O debate não apenas sobre o sabor, mas também sobre a qualidade ética dos gêneros alimentícios, já chegou entretanto ao setor da gastronomia. Continuam existindo os clientes, que desejam comer os clássicos produtos de luxo num restaurante de alta classe. Mas existem também cozinheiros, que querem convencer seus clientes de que, em vez de um rodovalho, um bagre autóctone também pode ter um sabor fantástico. Outros não temem incluir, no meio do cardápio, um prato composto apenas de couve-flor crua. O cozinheiro com a couve-flor é Matthias Schmidt, de 32 anos, que trabalha no restaurante Villa Merton, em Frankfurt do Meno. Ele tem uma concepção radical, com a qual já chamou muito a atenção e recebeu por ela, até mesmo, uma segunda estrela do Michelin. Schmidt trabalha com peixes do Meno e com trutas do Taunus, em vez de lavagantes e vieiras. Em vez de caros legumes exóticos importados, ele utiliza brotos de abeto, frutos de faia e ervas de nomes esquecidos, como a “Gundermann”. Os pratos são arranjados em expressivo estilo moderno, em contradição com os ingredientes tradicionais, com os quais ele compõe seus novos pratos. “Quero oferecer uma requintada cozinha regional”, afirma Schmidt, e diz que as mercadorias que utiliza vêm de um raio máximo de 250 quilômetros do seu restaurante. Muito antes dele, Harald Rüssel, alguns anos mais velho, começou a trabalhar de maneira muito semelhante no restaurante Landhaus St. Urban, em Naurath. Rüssel, que teve formação tradicional, é hoje um dos principais representantes da nova cozinha regional alemã de alto nível e na sua forma mais purista. Como entusiástico caçador, ele próprio abate os animais para a carne de caça; algumas ervas, ele mesmo as colhe no seu próprio jardim.

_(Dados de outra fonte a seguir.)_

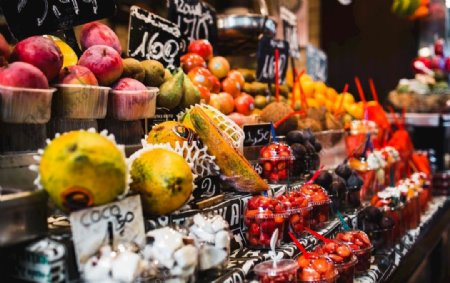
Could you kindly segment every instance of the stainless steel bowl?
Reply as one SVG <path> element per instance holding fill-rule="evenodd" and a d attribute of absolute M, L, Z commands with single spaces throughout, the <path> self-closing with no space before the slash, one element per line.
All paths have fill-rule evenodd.
<path fill-rule="evenodd" d="M 219 53 L 223 55 L 236 53 L 255 53 L 256 40 L 264 34 L 275 36 L 277 22 L 273 17 L 259 14 L 219 15 L 217 18 L 219 33 Z"/>
<path fill-rule="evenodd" d="M 1 190 L 0 247 L 36 239 L 47 233 L 47 193 Z"/>

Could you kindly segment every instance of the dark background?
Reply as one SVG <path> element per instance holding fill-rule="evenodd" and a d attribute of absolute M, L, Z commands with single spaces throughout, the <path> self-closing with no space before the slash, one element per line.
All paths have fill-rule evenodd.
<path fill-rule="evenodd" d="M 390 11 L 392 1 L 354 0 L 349 6 L 322 1 L 321 45 L 328 55 L 328 83 L 341 90 L 350 84 L 357 94 L 359 76 L 366 98 L 368 79 L 374 79 L 380 99 L 400 78 L 412 78 L 411 60 L 419 44 L 419 22 L 401 19 Z"/>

O panorama culinário alemão, em seu todo, mostra uma imagem diversa. Há pessoas que nunca comem carne, assim como pessoas, que o fazem todos os dias. Há supermercados baratos, com latas empilhadas de forma desleixada, e também os mercados de produtos orgânicos, onde as maçãs e as cabeças de repolho parecem preciosos objetos de exposição. Na Europa, os alemães continuam entre os povos que gastam muito pouco dinheiro com 
comida e bebida. Ao mesmo tempo, estudos comprovam que o prazer e a qualidade se tornam cada vez mais importantes. E, desde o passado recente, predomina a discussão sobre o verdadeiro valor dos gêneros alimentícios. Nisto, uma das vozes mais altas é a de Sarah Wiener, de Berlim. Ela se tornou conhecida como cozinheira, através de programas de televisão. Em entrevistas, ela fala sobre as vantagens dos produtos orgânicos e também que os pais deveriam incentivar os filhos a cozinhar. E quando não está ocupada com tudo isto, ela vai para o campo e faz regularmente estágio numa fazenda, limpa currais, ajuda na colheita. Muitos cozinheiros admiram isto. Alguns dizem que também gostariam de fazer o mesmo – se não tivessem de cozinhar.